L’adaptation climatique : Un investissement négligé dans un monde en péril
Le monde est témoin d’une crise silencieuse, une crise dont les impacts touchent directement la survie de communautés vulnérables et mettent en péril l’équilibre climatique mondial. Les récents chiffres publiés dans un rapport des Nations unies révèlent une réalité inquiétante : le financement essentiel à l’adaptation des pays en développement face au changement climatique est en chute libre. Une baisse de 15% en 2021 par rapport à l’année précédente qui suscite une inquiétude croissante et appelle à une action immédiate.
Dans un contexte où les signes indéniables du changement climatique se multiplient, le rapport émanant du Programme des Nations unies pour l’environnement (PNUE) dévoile une situation critique. Le déficit de financement pour l’adaptation atteint des proportions monumentales, estimé entre 194 et 366 milliards d’euros par an. Une lacune financière qui ne menace pas uniquement les populations des pays en développement, mais également la santé globale de notre planète.
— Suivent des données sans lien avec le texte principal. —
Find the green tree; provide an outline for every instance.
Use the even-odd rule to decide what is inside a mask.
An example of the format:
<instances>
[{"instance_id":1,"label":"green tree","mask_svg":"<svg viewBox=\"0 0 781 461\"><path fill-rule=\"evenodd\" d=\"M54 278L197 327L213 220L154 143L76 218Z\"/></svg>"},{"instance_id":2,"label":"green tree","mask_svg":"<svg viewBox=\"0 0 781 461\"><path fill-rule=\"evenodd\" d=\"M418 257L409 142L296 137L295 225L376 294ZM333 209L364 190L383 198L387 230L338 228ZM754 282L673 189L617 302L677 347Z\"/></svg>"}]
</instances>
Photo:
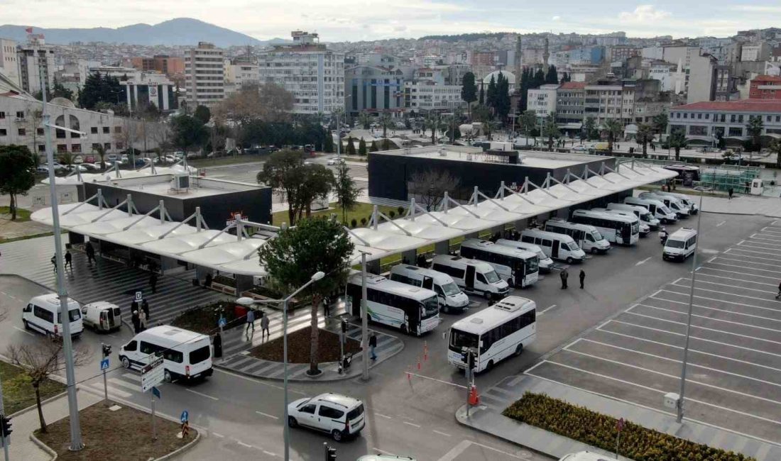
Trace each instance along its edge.
<instances>
[{"instance_id":1,"label":"green tree","mask_svg":"<svg viewBox=\"0 0 781 461\"><path fill-rule=\"evenodd\" d=\"M686 133L681 129L674 129L670 137L667 138L667 144L676 150L676 161L680 161L681 149L685 149L686 146Z\"/></svg>"},{"instance_id":2,"label":"green tree","mask_svg":"<svg viewBox=\"0 0 781 461\"><path fill-rule=\"evenodd\" d=\"M355 181L350 176L350 167L344 163L337 167L333 192L337 196L337 203L342 209L342 224L347 225L347 212L355 207L361 189L355 186Z\"/></svg>"},{"instance_id":3,"label":"green tree","mask_svg":"<svg viewBox=\"0 0 781 461\"><path fill-rule=\"evenodd\" d=\"M613 143L621 137L624 127L621 121L616 119L608 119L602 124L602 133L608 137L608 154L613 154Z\"/></svg>"},{"instance_id":4,"label":"green tree","mask_svg":"<svg viewBox=\"0 0 781 461\"><path fill-rule=\"evenodd\" d=\"M654 140L654 127L649 123L640 123L637 126L637 133L635 134L635 140L637 144L643 146L643 158L648 157L648 143Z\"/></svg>"},{"instance_id":5,"label":"green tree","mask_svg":"<svg viewBox=\"0 0 781 461\"><path fill-rule=\"evenodd\" d=\"M758 152L762 147L761 136L765 124L762 122L761 115L749 115L748 122L746 123L746 132L751 137L751 147L753 151Z\"/></svg>"},{"instance_id":6,"label":"green tree","mask_svg":"<svg viewBox=\"0 0 781 461\"><path fill-rule=\"evenodd\" d=\"M345 284L350 257L355 245L344 226L330 219L305 219L295 227L280 232L258 250L260 264L269 275L286 292L291 292L309 282L312 275L321 271L326 275L312 284L312 342L309 349L310 375L320 373L318 368L318 307L323 296L329 296ZM287 424L287 421L284 424Z\"/></svg>"},{"instance_id":7,"label":"green tree","mask_svg":"<svg viewBox=\"0 0 781 461\"><path fill-rule=\"evenodd\" d=\"M35 185L35 160L27 146L0 146L0 193L8 194L11 221L16 220L16 196Z\"/></svg>"}]
</instances>

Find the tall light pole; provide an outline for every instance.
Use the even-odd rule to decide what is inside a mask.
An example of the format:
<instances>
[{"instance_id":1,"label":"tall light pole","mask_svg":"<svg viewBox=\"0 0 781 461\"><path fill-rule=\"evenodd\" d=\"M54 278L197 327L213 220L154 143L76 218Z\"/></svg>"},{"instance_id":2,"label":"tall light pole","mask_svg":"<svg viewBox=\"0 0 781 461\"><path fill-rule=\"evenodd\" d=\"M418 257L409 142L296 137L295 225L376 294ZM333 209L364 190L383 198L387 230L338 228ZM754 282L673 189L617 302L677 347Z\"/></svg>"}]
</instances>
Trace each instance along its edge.
<instances>
[{"instance_id":1,"label":"tall light pole","mask_svg":"<svg viewBox=\"0 0 781 461\"><path fill-rule=\"evenodd\" d=\"M34 42L35 59L40 61L37 40ZM62 257L62 238L59 228L59 211L57 204L57 189L54 176L54 152L52 150L51 115L46 104L46 90L48 79L38 62L41 76L41 104L43 105L44 133L46 139L46 161L48 162L49 197L52 200L52 226L54 228L55 257L57 262L57 295L59 296L59 316L62 321L62 353L65 355L65 377L68 385L68 411L70 417L70 450L77 452L84 448L81 441L81 424L79 421L79 404L76 399L76 375L73 371L73 345L70 337L70 315L68 312L68 292L65 288L65 263Z\"/></svg>"},{"instance_id":2,"label":"tall light pole","mask_svg":"<svg viewBox=\"0 0 781 461\"><path fill-rule=\"evenodd\" d=\"M708 190L708 187L698 186L694 188L700 191L700 208L697 214L697 246L700 245L700 223L702 222L702 193ZM691 287L689 289L689 313L686 322L686 344L683 346L683 364L681 367L681 388L678 394L678 414L676 420L679 424L683 420L683 395L686 392L686 371L689 362L689 339L691 333L691 310L694 303L694 281L697 278L697 249L691 257Z\"/></svg>"}]
</instances>

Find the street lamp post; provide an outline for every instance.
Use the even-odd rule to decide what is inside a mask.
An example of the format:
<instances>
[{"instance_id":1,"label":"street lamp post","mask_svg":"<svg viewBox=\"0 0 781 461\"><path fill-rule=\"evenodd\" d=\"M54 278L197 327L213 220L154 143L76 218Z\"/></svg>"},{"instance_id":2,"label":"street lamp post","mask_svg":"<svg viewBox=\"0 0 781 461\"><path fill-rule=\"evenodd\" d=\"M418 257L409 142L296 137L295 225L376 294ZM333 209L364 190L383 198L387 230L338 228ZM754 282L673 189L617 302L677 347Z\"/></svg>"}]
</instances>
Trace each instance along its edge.
<instances>
[{"instance_id":1,"label":"street lamp post","mask_svg":"<svg viewBox=\"0 0 781 461\"><path fill-rule=\"evenodd\" d=\"M283 378L283 388L284 389L284 417L282 421L283 424L283 434L285 443L285 461L290 460L290 426L287 424L287 303L293 299L297 294L303 291L306 287L309 286L312 283L320 280L326 275L322 271L319 271L315 272L309 278L309 281L302 285L298 289L291 293L287 297L282 300L255 300L251 298L239 298L236 300L237 303L247 305L247 304L273 304L282 303L282 356L283 356L283 373L284 378Z\"/></svg>"},{"instance_id":2,"label":"street lamp post","mask_svg":"<svg viewBox=\"0 0 781 461\"><path fill-rule=\"evenodd\" d=\"M700 239L700 223L702 222L702 194L708 190L708 187L697 186L695 190L700 191L700 208L697 216L697 244L701 241ZM679 424L683 420L683 395L686 392L686 365L689 362L689 339L691 333L691 311L694 303L694 281L697 276L697 250L691 257L691 287L689 289L689 312L686 315L686 343L683 346L683 364L681 367L681 386L680 392L678 394L677 417L676 420Z\"/></svg>"}]
</instances>

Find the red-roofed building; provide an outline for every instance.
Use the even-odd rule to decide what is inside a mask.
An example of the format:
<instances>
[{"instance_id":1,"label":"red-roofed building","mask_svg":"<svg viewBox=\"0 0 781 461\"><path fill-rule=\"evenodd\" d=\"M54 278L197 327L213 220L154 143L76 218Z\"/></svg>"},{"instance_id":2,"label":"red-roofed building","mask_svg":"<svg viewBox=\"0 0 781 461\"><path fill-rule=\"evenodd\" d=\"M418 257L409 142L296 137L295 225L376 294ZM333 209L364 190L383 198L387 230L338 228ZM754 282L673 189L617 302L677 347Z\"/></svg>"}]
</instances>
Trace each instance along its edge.
<instances>
[{"instance_id":1,"label":"red-roofed building","mask_svg":"<svg viewBox=\"0 0 781 461\"><path fill-rule=\"evenodd\" d=\"M781 99L781 77L761 75L751 80L749 99Z\"/></svg>"}]
</instances>

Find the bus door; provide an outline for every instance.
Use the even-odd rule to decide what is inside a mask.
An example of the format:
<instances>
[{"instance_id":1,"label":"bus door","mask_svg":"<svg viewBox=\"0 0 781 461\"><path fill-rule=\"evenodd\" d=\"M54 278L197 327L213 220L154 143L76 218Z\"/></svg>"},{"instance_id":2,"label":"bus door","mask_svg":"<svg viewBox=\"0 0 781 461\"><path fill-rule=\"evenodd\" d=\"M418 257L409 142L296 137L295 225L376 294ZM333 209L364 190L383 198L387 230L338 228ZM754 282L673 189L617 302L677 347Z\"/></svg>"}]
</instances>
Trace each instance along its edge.
<instances>
[{"instance_id":1,"label":"bus door","mask_svg":"<svg viewBox=\"0 0 781 461\"><path fill-rule=\"evenodd\" d=\"M466 275L464 275L464 284L467 289L475 289L475 267L466 264Z\"/></svg>"}]
</instances>

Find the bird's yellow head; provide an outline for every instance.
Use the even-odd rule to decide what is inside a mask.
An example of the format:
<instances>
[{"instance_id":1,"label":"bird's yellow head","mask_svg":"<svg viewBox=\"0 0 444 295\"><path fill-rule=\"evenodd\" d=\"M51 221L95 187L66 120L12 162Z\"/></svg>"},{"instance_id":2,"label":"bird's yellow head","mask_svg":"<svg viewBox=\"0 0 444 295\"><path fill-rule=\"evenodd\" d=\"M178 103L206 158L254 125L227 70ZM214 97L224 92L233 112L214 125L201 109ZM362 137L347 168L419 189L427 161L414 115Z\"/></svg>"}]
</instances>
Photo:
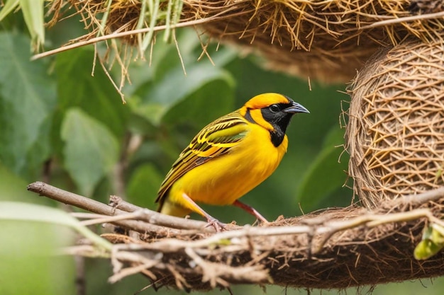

Face à cette crise, le secrétaire général de l’ONU, Antonio Guterres, a qualifié la situation actuelle de signe que la lutte contre le changement climatique « patine ». Alors que la COP26 à Glasgow promettait de doubler les financements d’adaptation entre 2019 et 2025 pour atteindre 40 milliards d’euros par an, le recul constaté constitue un précédent inquiétant. Les accords de Paris, qui visaient à maintenir le réchauffement climatique « nettement en dessous de 2°C par rapport aux niveaux préindustriels », dépendent fortement de mesures d’adaptation pour réduire l’exposition des pays et des populations aux effets dévastateurs du changement climatique.
Ironiquement, ce sont les pays en développement, qui sont responsables de quantités minimes d’émissions de gaz à effet de serre, qui subissent le plus durement les phénomènes météorologiques extrêmes, les montées des eaux, les incendies et les sécheresses. Le rapport souligne de manière percutante que les 55 économies les plus vulnérables ont déjà subi des pertes dépassant les 500 milliards de dollars au cours des deux dernières années. Cette incapacité à s’adapter correctement exacerbe la crise climatique, avec des conséquences dévastatrices, en particulier pour les populations les plus vulnérables.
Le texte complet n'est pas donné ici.